Secure an ATV to a trailer by using four heavy-duty ratchet straps attached to the machine’s frame and the trailer’s metal anchor points in a criss-cross pattern that prevents all forward, rearward, and side-to-side movement.
One wrong turn and your ATV winds up on the shoulder — or worse, behind someone’s bumper. The difference between a safe trip and a wreck comes down to four straps, the right attachment points, and a specific pattern that locks the machine in place. Here’s the exact method that keeps your ATV planted through every curve and bump.
What Straps Do You Need?
Rope stretches and fails. Bungees don’t even belong in the conversation. Every ATV trailer setup starts with the right hardware: ratcheting tie-down straps rated for the job and nothing less.
- Strap count: Three straps is the absolute minimum, but four straps (one on each corner) is the standard for safety. Always choose four.
- Working Load Limit: Every strap must have a WLL of at least 1,200 pounds. Ignore the break strength number — the working limit is what matters for safety.
- Hooks: Closed hooks only. Open hooks can pop off if the strap loosens during transport.
- Wheel baskets (bonnets): These specialized straps loop over the tire and secure to the deck behind and in front of the wheel. They let the suspension work normally during transport — the best method available.
For a proven list of trailer options that pair with this setup, check out our roundup of the best ATV trailers for secure hauling.
How Do You Position and Strap the ATV?
The ATV must sit correctly on the trailer before a single strap gets tightened. Position it slightly behind the trailer axle with more weight toward the front for stable towing. Set the parking brake or put the machine in park. Now follow the step order that keeps it locked:
- Frame attachment only: Hook each strap to a low spot on the frame — never to control arms, axles, or suspension components. Attaching to suspension can snap parts during transport.
- Criss-cross the straps: Run the front driver-side strap to the rear passenger-side anchor and the front passenger-side strap to the rear driver-side anchor. This creates equal and opposite pressure that stops the ATV from shifting in any direction.
- Tighten until the tires compress: Cinch each ratchet until the tires look like they’re carrying the ATV’s weight — slightly compressed. The strap should have at least three wraps on the ratchet barrel to prevent slipping, and the webbing must lie flat with zero twists.
- Secure excess webbing: Loop any leftover strap length below the trailer or tie it up with a slip knot or zip tie. Flapping straps get frayed and loose.

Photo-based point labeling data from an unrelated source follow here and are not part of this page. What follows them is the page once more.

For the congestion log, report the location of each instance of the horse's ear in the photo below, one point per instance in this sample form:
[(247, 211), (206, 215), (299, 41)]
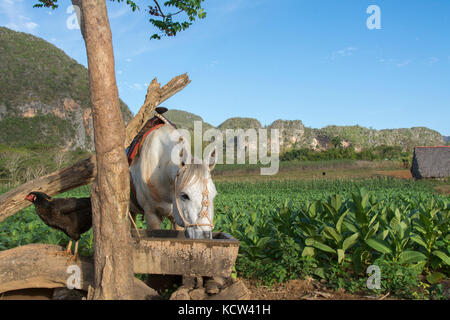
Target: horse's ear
[(183, 157), (212, 160)]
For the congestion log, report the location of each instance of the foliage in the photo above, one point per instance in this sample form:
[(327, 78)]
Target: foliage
[(160, 18), (374, 153), (335, 230)]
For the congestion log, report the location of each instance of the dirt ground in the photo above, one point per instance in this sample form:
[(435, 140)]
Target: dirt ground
[(302, 290)]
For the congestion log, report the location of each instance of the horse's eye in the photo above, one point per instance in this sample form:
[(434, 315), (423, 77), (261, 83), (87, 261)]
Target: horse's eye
[(184, 197)]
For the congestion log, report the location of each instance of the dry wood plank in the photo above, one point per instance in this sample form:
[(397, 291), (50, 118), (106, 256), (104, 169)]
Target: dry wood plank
[(39, 266), (83, 172), (236, 291)]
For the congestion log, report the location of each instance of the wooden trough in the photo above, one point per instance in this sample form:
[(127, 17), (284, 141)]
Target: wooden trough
[(169, 252)]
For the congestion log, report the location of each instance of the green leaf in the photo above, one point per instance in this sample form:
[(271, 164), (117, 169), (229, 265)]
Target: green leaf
[(350, 241), (411, 257), (378, 245), (442, 256), (308, 252)]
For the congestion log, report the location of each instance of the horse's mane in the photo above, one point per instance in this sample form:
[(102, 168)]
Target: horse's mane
[(191, 174)]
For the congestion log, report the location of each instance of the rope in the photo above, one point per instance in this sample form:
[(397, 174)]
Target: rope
[(205, 204)]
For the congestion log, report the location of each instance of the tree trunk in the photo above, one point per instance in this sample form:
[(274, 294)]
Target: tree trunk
[(43, 266), (83, 172), (110, 192)]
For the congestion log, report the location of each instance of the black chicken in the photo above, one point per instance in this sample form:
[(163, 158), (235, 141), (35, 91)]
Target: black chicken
[(73, 216)]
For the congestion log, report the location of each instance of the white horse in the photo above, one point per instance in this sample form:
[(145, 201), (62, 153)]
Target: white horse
[(168, 185)]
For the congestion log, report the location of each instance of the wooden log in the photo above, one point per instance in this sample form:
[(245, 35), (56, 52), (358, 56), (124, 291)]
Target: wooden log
[(236, 291), (83, 172), (40, 266)]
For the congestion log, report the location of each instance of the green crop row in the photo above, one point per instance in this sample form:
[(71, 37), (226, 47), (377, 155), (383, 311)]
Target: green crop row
[(336, 230), (331, 230)]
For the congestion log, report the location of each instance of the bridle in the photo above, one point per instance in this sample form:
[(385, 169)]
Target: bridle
[(204, 213)]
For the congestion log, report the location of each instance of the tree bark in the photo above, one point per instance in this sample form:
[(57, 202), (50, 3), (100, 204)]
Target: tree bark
[(111, 188), (83, 172)]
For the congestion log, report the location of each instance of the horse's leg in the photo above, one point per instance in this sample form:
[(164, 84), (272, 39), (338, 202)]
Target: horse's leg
[(153, 221), (174, 226)]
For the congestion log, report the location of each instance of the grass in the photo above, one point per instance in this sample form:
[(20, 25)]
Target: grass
[(252, 209)]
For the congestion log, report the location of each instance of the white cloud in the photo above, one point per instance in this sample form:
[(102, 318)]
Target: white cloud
[(31, 25), (404, 63), (346, 52), (432, 60), (14, 13)]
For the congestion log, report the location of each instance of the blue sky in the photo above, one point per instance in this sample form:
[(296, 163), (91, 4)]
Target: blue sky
[(312, 60)]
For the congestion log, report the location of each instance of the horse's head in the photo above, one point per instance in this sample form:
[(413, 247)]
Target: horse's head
[(194, 193)]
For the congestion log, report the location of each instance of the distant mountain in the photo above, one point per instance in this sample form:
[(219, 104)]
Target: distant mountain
[(240, 123), (45, 100), (44, 95)]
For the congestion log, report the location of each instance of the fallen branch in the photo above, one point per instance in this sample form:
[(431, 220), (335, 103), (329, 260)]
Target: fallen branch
[(40, 266), (83, 172)]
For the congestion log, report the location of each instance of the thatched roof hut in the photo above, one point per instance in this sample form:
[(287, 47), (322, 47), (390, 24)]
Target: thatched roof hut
[(431, 162)]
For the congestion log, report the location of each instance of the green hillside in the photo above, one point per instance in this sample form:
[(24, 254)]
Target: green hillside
[(44, 94)]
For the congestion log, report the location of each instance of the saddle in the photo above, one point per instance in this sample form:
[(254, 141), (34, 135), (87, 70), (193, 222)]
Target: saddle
[(157, 121)]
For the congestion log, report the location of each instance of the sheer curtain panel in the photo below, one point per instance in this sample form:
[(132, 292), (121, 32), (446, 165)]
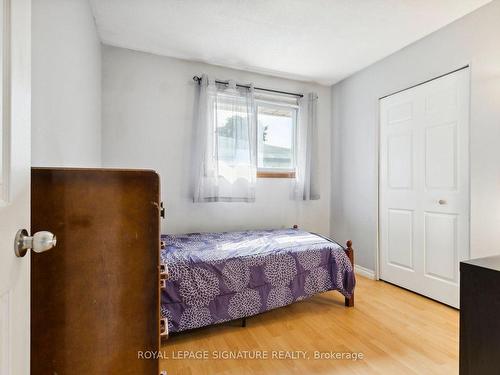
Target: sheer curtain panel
[(226, 135), (306, 175)]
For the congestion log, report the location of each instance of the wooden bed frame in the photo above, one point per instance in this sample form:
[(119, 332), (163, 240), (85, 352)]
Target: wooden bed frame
[(349, 302)]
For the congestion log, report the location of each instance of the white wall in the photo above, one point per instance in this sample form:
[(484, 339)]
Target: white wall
[(148, 106), (66, 84), (472, 40)]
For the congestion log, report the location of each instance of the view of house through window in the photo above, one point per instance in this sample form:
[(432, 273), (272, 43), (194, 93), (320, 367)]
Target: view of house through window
[(276, 137)]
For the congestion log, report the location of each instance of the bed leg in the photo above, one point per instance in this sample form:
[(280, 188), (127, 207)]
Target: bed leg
[(349, 302)]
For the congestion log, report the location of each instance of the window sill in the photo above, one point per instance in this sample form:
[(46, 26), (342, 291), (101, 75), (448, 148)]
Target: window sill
[(268, 174)]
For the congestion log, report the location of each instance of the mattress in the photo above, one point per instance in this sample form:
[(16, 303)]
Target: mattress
[(217, 277)]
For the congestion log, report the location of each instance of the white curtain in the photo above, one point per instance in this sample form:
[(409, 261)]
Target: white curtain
[(306, 174), (226, 135)]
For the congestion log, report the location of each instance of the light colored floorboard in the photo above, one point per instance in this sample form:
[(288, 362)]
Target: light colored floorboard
[(397, 331)]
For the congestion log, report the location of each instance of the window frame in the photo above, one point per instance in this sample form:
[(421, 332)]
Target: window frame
[(277, 172)]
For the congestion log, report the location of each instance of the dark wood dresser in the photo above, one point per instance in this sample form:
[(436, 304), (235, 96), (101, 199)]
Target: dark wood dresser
[(480, 316), (95, 296)]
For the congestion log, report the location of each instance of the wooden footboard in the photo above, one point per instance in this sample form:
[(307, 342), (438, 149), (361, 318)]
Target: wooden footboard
[(349, 302)]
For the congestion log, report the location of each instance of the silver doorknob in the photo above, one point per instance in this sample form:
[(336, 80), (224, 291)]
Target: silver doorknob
[(39, 242)]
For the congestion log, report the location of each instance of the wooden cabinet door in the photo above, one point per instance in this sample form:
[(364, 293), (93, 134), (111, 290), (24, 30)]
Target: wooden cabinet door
[(95, 296)]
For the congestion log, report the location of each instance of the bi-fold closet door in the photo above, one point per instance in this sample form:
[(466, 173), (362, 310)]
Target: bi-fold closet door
[(424, 186)]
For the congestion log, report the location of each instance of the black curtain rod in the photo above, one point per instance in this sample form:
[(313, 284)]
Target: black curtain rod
[(198, 80)]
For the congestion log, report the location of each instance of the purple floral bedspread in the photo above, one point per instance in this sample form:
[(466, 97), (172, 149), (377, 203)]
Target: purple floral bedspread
[(216, 277)]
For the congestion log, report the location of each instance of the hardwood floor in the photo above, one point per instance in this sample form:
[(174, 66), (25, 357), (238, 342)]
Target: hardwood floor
[(397, 331)]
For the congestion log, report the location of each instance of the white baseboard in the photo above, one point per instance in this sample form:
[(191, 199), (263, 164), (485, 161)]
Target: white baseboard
[(365, 272)]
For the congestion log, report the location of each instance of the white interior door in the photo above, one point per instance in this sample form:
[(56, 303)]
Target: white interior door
[(424, 186), (14, 184)]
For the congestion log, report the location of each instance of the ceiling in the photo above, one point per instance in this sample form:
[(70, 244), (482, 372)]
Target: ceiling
[(313, 40)]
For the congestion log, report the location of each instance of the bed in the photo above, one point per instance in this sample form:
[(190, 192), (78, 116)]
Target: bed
[(210, 278)]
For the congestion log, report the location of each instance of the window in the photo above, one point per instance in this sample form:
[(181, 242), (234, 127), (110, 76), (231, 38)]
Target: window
[(276, 124)]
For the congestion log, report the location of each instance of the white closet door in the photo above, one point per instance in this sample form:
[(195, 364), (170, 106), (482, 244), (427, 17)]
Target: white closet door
[(424, 186)]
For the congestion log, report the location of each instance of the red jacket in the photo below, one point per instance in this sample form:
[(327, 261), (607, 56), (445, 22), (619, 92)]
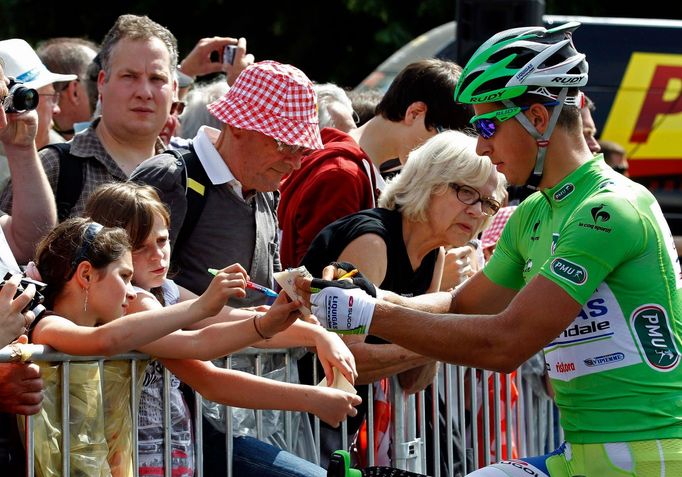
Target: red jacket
[(330, 184)]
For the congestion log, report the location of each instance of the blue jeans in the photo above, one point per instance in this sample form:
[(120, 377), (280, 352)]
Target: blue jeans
[(251, 457)]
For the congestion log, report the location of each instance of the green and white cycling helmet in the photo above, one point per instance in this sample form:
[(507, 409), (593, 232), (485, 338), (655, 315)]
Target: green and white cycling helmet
[(526, 60)]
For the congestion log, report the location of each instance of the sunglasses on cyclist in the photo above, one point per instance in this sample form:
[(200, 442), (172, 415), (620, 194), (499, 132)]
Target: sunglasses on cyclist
[(485, 124)]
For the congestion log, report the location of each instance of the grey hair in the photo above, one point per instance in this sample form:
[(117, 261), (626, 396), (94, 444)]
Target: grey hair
[(136, 27), (445, 158), (328, 94), (67, 55), (195, 114)]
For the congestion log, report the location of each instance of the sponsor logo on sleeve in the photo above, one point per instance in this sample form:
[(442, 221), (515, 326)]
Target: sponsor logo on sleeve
[(564, 192), (599, 217), (655, 338), (569, 271), (603, 360), (332, 306)]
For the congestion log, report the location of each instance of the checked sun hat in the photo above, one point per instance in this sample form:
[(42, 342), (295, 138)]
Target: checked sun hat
[(22, 63), (275, 99), (492, 234)]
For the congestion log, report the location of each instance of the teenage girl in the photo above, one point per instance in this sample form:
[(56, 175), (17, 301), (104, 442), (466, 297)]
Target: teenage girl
[(138, 209), (88, 269)]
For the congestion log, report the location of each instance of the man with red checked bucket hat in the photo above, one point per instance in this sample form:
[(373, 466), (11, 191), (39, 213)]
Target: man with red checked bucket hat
[(222, 195), (269, 121)]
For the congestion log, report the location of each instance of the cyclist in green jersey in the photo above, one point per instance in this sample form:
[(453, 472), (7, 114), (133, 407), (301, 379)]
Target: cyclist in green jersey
[(585, 269)]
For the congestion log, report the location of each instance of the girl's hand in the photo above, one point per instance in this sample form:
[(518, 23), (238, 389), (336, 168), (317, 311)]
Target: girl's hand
[(227, 283), (333, 353), (280, 316), (332, 405)]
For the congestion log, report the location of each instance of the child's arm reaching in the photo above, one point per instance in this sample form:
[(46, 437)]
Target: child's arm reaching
[(235, 388), (330, 348), (134, 330), (221, 339)]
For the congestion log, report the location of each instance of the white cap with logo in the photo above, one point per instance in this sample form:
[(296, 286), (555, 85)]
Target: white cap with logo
[(22, 63)]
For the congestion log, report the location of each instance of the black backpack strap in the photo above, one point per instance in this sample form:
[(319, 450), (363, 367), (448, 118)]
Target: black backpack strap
[(70, 181), (195, 182)]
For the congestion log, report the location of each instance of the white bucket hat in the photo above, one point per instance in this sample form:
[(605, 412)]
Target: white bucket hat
[(22, 63)]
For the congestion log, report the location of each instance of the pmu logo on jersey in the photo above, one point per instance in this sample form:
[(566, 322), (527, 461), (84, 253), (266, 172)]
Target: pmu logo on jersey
[(652, 330), (569, 271), (564, 192)]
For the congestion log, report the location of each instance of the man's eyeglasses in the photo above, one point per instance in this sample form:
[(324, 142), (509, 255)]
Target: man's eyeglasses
[(485, 123), (290, 150), (470, 196), (53, 97), (177, 107)]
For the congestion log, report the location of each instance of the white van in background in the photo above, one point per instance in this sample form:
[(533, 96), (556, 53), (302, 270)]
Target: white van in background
[(635, 83)]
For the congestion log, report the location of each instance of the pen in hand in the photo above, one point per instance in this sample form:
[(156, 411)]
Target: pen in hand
[(350, 274), (249, 284)]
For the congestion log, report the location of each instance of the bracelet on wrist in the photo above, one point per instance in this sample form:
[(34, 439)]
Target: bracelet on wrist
[(255, 327)]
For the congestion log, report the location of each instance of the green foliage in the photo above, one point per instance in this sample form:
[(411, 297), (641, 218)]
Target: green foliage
[(331, 40)]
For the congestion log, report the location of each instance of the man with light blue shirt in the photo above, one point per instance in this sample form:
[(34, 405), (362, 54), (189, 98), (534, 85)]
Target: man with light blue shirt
[(269, 121)]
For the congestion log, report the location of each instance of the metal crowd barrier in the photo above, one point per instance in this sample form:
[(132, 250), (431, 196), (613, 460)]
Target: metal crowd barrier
[(529, 430)]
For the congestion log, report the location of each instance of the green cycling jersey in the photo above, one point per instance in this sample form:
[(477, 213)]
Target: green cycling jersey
[(603, 239)]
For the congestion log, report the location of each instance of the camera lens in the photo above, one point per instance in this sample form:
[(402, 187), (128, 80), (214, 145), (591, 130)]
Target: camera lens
[(20, 98)]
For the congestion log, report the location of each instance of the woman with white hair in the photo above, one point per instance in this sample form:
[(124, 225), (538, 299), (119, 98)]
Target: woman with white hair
[(444, 196)]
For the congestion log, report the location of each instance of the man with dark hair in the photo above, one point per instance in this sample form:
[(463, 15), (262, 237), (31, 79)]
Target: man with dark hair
[(136, 85), (615, 156), (585, 270), (344, 177)]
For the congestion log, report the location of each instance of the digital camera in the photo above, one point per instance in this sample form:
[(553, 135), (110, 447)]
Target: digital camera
[(36, 303), (20, 98), (228, 54)]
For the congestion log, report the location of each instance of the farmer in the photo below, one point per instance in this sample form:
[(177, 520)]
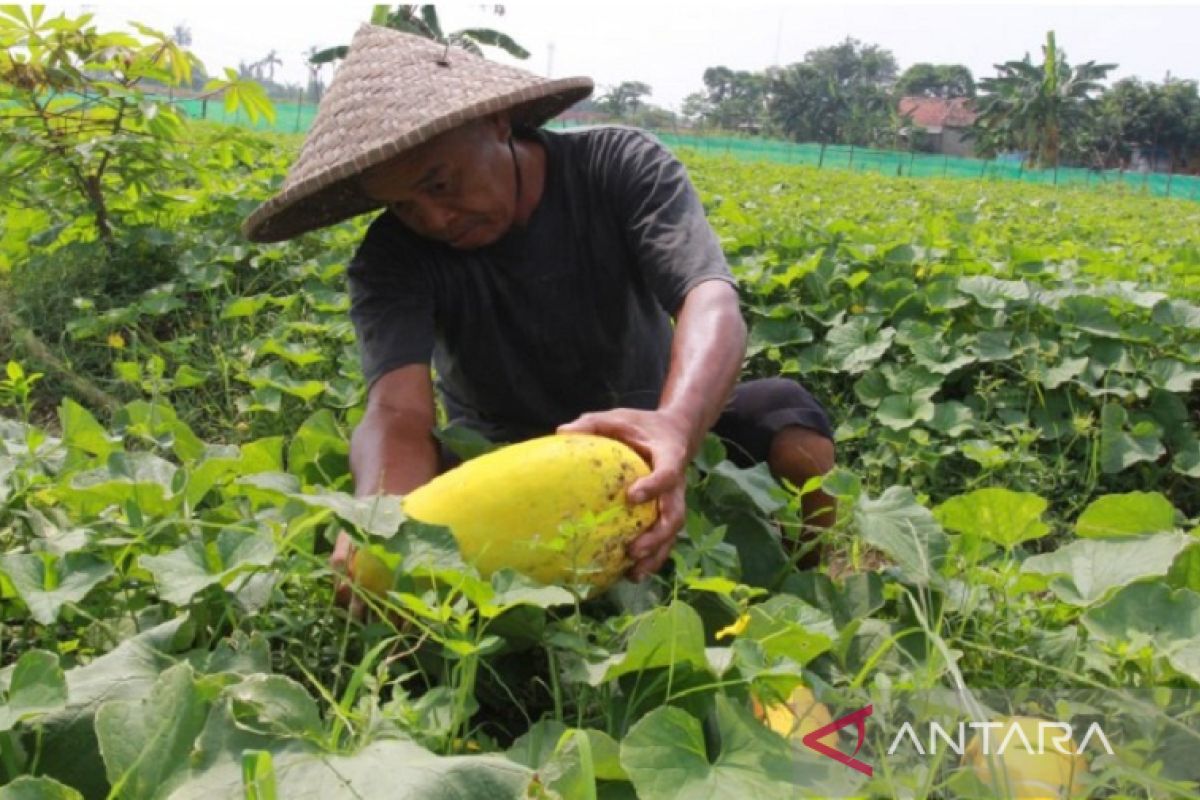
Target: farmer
[(538, 272)]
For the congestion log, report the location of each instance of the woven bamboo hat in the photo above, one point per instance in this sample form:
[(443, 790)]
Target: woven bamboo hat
[(393, 92)]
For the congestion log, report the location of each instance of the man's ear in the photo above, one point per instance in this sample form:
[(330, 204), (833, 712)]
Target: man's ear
[(499, 125)]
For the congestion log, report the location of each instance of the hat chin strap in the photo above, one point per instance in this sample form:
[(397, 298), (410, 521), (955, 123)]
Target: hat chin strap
[(516, 173)]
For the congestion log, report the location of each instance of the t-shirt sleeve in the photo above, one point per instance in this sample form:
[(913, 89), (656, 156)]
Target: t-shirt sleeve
[(391, 307), (664, 220)]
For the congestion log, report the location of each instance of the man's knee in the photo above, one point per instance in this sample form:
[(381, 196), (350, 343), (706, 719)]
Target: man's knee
[(799, 453)]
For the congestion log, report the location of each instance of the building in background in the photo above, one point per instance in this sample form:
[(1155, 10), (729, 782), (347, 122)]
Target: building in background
[(939, 125)]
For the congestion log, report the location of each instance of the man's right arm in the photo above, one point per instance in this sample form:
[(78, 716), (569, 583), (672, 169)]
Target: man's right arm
[(393, 450)]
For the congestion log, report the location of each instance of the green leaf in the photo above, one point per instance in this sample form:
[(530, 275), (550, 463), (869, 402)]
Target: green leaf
[(789, 627), (397, 769), (511, 589), (275, 705), (1151, 612), (905, 531), (319, 449), (147, 741), (755, 483), (190, 569), (994, 293), (160, 423), (661, 637), (36, 687), (769, 332), (379, 515), (901, 411), (1126, 515), (1173, 376), (858, 344), (1122, 446), (143, 477), (1085, 571), (46, 582), (246, 306), (952, 419), (997, 515), (83, 432), (70, 751), (666, 757), (37, 788)]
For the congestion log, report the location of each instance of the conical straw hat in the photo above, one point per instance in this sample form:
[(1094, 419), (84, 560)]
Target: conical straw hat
[(393, 92)]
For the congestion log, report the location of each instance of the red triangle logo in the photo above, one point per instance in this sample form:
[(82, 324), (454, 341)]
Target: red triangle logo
[(858, 719)]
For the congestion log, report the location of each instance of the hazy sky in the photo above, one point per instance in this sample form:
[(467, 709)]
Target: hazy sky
[(669, 44)]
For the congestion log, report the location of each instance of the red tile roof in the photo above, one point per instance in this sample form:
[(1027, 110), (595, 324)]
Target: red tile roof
[(939, 112)]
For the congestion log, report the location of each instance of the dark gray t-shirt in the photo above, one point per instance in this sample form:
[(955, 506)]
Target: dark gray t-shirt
[(570, 313)]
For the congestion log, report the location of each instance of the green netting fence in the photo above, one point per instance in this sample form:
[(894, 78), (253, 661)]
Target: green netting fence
[(295, 118)]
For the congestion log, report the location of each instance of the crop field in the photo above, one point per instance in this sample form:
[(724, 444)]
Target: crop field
[(1014, 377)]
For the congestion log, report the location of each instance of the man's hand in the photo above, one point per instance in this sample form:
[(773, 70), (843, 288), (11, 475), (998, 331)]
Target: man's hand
[(663, 440)]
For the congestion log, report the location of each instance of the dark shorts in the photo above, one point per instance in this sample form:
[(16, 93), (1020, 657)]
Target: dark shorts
[(756, 411), (759, 409)]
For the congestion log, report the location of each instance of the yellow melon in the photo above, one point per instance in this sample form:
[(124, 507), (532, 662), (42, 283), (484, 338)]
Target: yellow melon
[(796, 717), (1026, 774), (551, 507)]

- Check the angle: Each strap should attach at less than a 45-degree angle to the trailer — the federal standard for heavy hauling.
The final test: shake the ATV side-to-side and forward-to-rearward. If anything moves, tighten and re-check. On long trips, pull over every hour and re-inspect every strap.
What Mistakes Break an ATV or a Trailer Trip?
Most trailer disasters come from the same handful of errors. Skip these and you skip the tow truck bill:
- Never use ropes or bungees. Ropes stretch under load, and the ATV will shift within miles.
- Never attach to suspension. Straps on control arms or axles can strip planetary gears and snap components.
- Never rely on the winch cable alone. It lacks a backup and the planetary gears can strip under road vibration.
- Never over-tighten. The goal is to lock movement, not crush the machine. Stop when the tires show slight compression.
- Never attach straps too close to the ATV. Pull from the far corners of the trailer — close attachment points create lateral pulling that lets the machine slide.
FAQs
Can I use two straps instead of four?
Two straps leave the ATV vulnerable to side-to-side and rotational movement. Three straps is the absolute minimum, and four is the recommended standard for complete security on any highway or trail.
How tight should ATV tie-down straps be?
Tighten until the ATV’s tires appear slightly compressed — the suspension should visibly carry the machine’s weight. Over-tightening that compresses the suspension fully can damage components. If you don’t want to compress the suspension, use wheel baskets instead.
Do I need wheel baskets for ATV transport?
Wheel baskets are the best method because they let the suspension travel freely during transport, preventing damage to shocks and frame components. They are almost required for low-sport vehicles and strongly recommended for all ATVs and UTVs.
References & Sources
- Offroad-Ed.com. “Securing the ATV and Driving With a Trailer” State-approved ATV safety curriculum covering strap placement and tie-down procedures.